Mingjie Lin (M'08) received the B.S. degree in engineering from Xi'an Jiaotong University, Xi'an, China, in 1996, the M.S. degree in mechanical engineering and the M.S. degree in electrical engineering from Clemson University, Clemson, SC, in 2001, and the Ph.D. degree in electrical engineering from Stanford University, Stanford, CA, in 2008.

From 2008 to 2009, he was with a FPGA startup, Tabula, Inc., Santa Clara, CA, as a Senior Engineer. Missing the atmosphere of academic research, he returned to academia at the beginning of 2009. Since

2009, he has been working as a Post-Doctoral Scholar with the Department of Electrical Engineering and Computer Science, University of California, Berkeley. He is currently an Assistant Professor of Electrical Engineering and Computer Sciences with the University of Central Florida, Orlando. His previous research has involved very large scale integration reconfigurable array architecture, bio-inspired/neuromorphic arrays, and monolithically stacked 3D-IC. His current research interests include exploring novel ways to construct scalable computing machines with high performance and low power consumption.

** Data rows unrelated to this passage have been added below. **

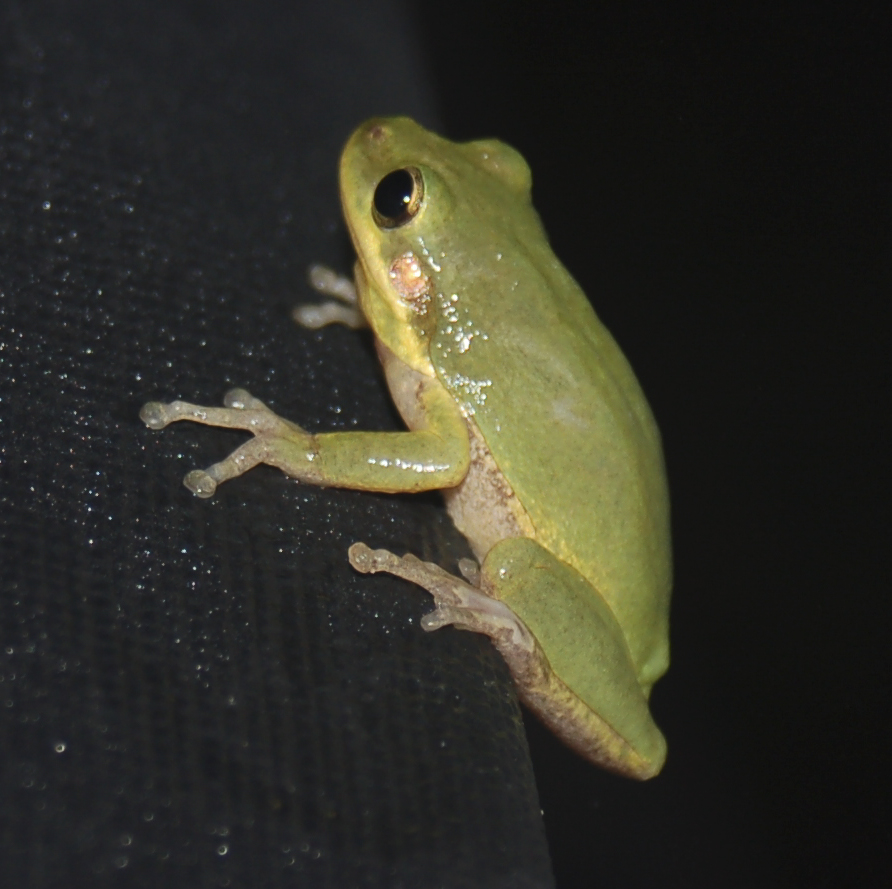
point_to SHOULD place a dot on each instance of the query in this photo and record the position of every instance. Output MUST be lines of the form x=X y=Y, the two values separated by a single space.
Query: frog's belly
x=484 y=507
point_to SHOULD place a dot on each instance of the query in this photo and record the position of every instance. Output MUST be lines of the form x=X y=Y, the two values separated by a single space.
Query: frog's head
x=420 y=209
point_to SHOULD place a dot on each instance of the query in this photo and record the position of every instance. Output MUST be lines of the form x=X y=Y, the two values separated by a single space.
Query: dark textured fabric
x=203 y=693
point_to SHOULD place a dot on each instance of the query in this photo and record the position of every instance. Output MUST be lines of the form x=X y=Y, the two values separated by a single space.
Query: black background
x=716 y=179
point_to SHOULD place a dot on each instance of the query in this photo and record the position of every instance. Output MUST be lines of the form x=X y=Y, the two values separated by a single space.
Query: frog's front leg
x=341 y=309
x=434 y=456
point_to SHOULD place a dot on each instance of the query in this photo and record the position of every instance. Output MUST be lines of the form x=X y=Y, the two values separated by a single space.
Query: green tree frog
x=520 y=408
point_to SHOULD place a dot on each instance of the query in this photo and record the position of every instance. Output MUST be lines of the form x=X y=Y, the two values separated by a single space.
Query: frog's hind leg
x=458 y=602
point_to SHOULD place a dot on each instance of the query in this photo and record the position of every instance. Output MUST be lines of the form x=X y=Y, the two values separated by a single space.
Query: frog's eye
x=398 y=197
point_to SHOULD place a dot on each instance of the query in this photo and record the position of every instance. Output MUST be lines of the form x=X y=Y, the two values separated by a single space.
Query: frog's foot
x=276 y=442
x=458 y=602
x=341 y=309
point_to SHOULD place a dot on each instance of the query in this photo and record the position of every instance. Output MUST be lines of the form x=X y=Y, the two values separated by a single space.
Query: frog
x=520 y=408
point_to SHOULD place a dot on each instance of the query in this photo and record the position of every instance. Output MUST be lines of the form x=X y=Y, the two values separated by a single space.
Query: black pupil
x=394 y=194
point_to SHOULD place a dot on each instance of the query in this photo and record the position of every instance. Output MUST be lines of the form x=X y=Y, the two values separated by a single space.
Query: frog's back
x=569 y=427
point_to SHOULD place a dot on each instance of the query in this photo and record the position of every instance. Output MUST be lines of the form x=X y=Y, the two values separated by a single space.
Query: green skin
x=523 y=410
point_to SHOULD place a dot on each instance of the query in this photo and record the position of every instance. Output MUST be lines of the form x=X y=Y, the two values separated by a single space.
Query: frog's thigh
x=590 y=696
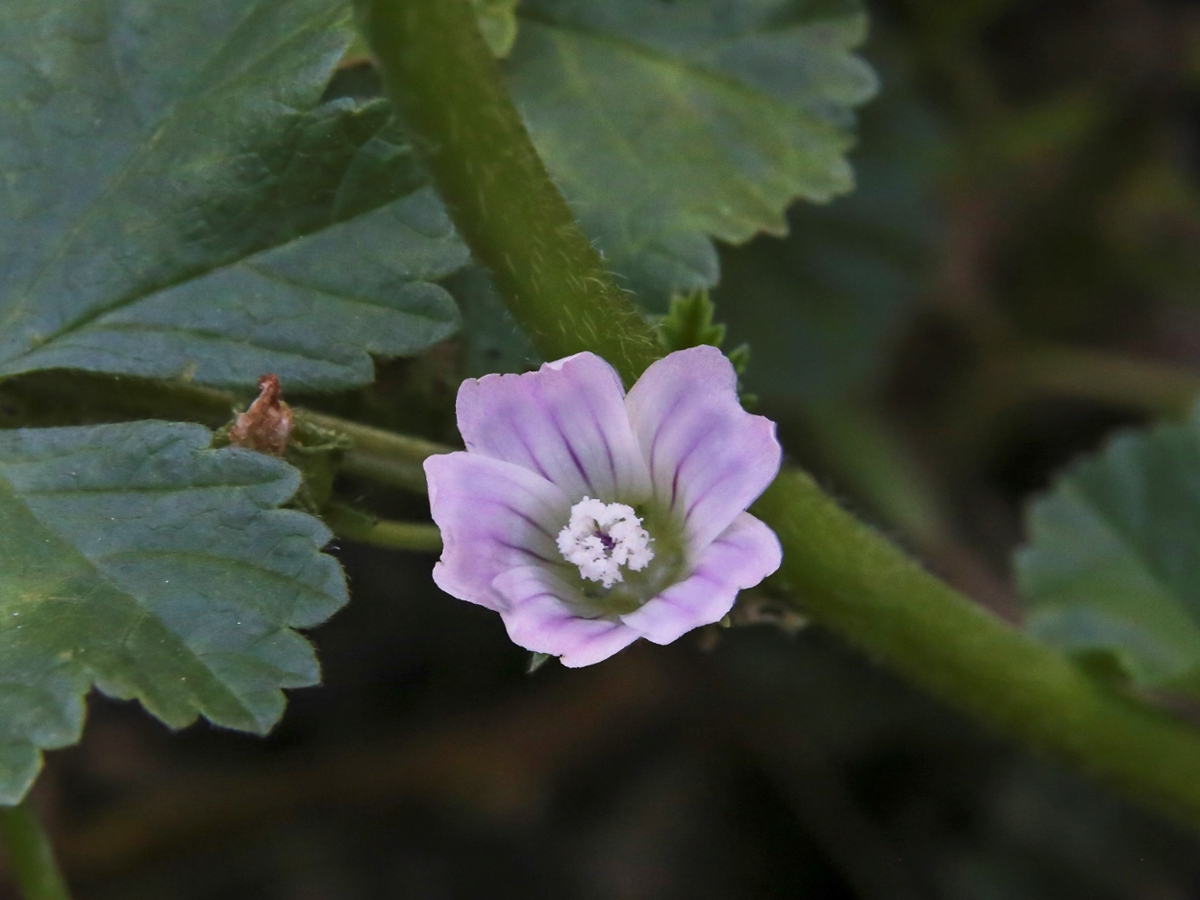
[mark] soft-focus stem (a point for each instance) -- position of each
(361, 528)
(1127, 382)
(839, 571)
(30, 855)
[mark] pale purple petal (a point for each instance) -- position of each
(708, 457)
(539, 618)
(493, 516)
(565, 421)
(745, 553)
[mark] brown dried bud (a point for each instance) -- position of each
(267, 425)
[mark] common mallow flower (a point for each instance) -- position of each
(588, 517)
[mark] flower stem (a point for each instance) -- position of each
(355, 526)
(840, 573)
(1127, 382)
(379, 455)
(30, 855)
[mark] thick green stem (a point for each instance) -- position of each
(840, 573)
(30, 855)
(438, 69)
(850, 579)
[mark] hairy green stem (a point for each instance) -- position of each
(503, 202)
(30, 855)
(355, 526)
(840, 573)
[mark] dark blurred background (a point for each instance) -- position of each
(1015, 277)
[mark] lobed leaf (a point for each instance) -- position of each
(1111, 570)
(138, 559)
(671, 124)
(179, 202)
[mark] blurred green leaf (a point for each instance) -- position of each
(498, 22)
(671, 124)
(179, 203)
(136, 558)
(1113, 562)
(819, 306)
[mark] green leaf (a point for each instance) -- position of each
(671, 124)
(137, 559)
(179, 202)
(820, 306)
(498, 22)
(492, 341)
(1113, 562)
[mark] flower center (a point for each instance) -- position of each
(601, 538)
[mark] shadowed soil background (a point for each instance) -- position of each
(1014, 279)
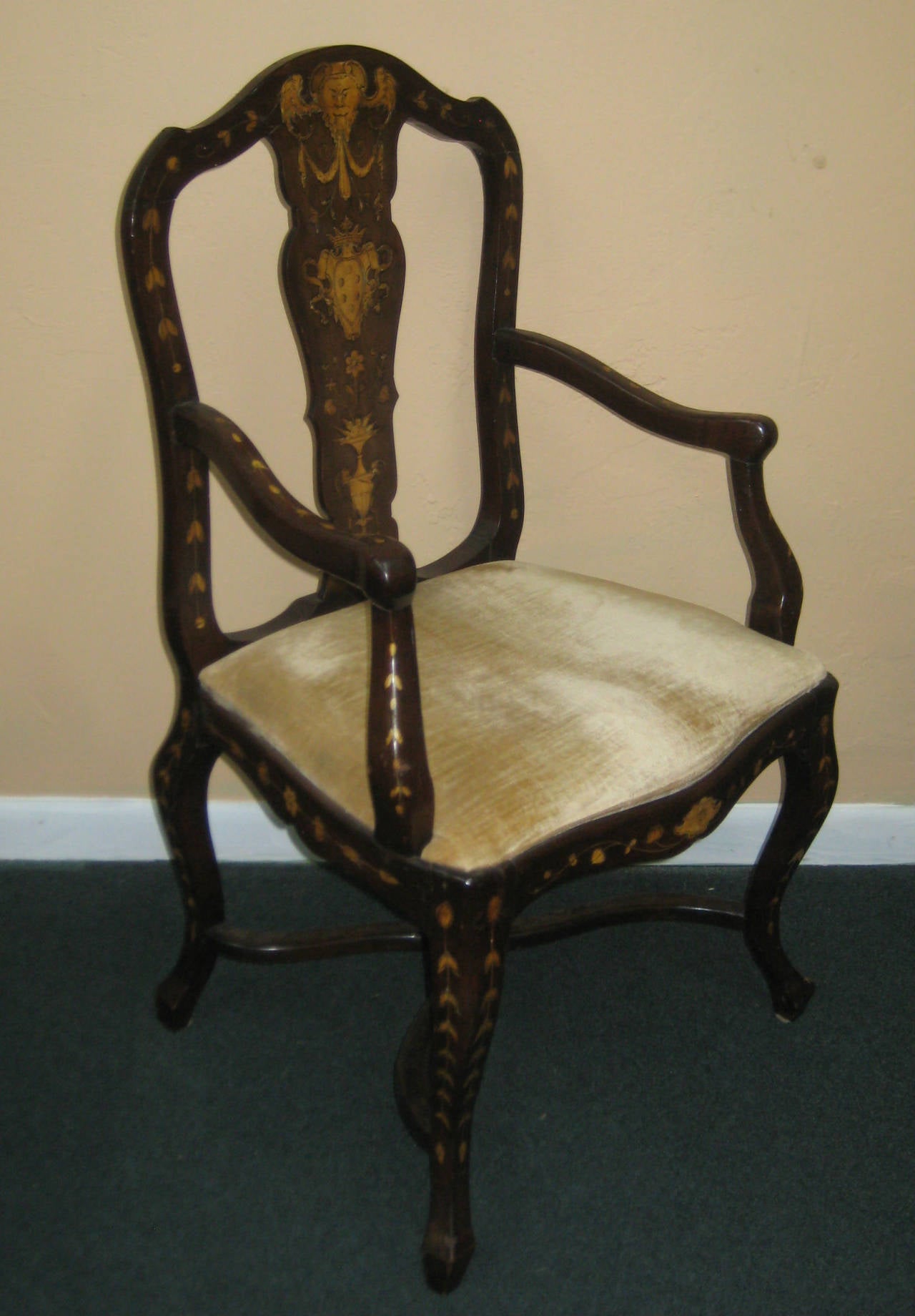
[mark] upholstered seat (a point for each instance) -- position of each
(529, 675)
(455, 737)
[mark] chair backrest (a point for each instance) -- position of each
(332, 119)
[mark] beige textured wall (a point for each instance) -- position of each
(719, 202)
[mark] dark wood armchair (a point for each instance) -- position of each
(455, 739)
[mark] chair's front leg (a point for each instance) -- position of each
(180, 777)
(467, 961)
(810, 787)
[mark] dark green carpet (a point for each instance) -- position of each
(650, 1141)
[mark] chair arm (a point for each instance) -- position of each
(382, 569)
(747, 438)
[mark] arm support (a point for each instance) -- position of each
(777, 590)
(382, 569)
(744, 437)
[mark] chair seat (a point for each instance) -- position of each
(547, 698)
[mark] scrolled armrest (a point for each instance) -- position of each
(747, 438)
(380, 567)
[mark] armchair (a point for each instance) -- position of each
(455, 739)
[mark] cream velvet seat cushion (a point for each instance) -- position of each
(547, 699)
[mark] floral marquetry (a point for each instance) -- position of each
(332, 120)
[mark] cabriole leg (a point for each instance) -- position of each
(180, 777)
(467, 958)
(810, 780)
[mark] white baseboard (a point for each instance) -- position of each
(62, 828)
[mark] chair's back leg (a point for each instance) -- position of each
(810, 780)
(467, 961)
(180, 777)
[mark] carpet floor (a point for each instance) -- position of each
(648, 1141)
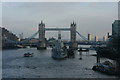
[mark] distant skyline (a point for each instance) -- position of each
(91, 17)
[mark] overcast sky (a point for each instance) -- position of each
(91, 17)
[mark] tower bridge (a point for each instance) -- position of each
(42, 42)
(42, 30)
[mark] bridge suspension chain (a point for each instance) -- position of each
(84, 38)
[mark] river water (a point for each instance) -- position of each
(41, 65)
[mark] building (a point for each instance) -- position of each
(116, 34)
(104, 38)
(96, 38)
(89, 37)
(21, 36)
(116, 28)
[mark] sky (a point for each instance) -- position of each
(91, 17)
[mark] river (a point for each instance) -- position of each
(41, 65)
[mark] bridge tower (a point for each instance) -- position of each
(73, 35)
(42, 41)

To this end, his research activities have spanned across computer architecture/compiler, reconfigurable computing, integrated circuits, and system design.



John Wawrzynek (M'85) received the B.S. degree in electrical engineering from the State University of New York at Buffalo, Buffalo, the M.S. and Ph.D. degrees in computer science from the California Institute of Technology, Pasadena, and the M.S. degree in electrical engineering from the University of Illinois at Urbana-Champaign, Urbana.

He is currently a Professor of Electrical Engineering and Computer Sciences with the University of California, Berkeley. He is a Faculty Scientist with the Lawrence Berkeley National Laboratory, NERSC

Division, Berkeley, and is a Co-Director with the Berkeley Wireless Research Center, Berkeley. He currently teaches courses in digital design, computer architecture, very large scale integration system design, and reconfigurable computing. He was a Co-Founder of Andes Networks, Mountain View, CA, a company specializing in the design and manufacturing of accelerators for network security, and of BEECube, Inc., Fremont, CA, a company specializing in reconfigurable computing systems. His current research interests include reconfigurable computing and computer architecture.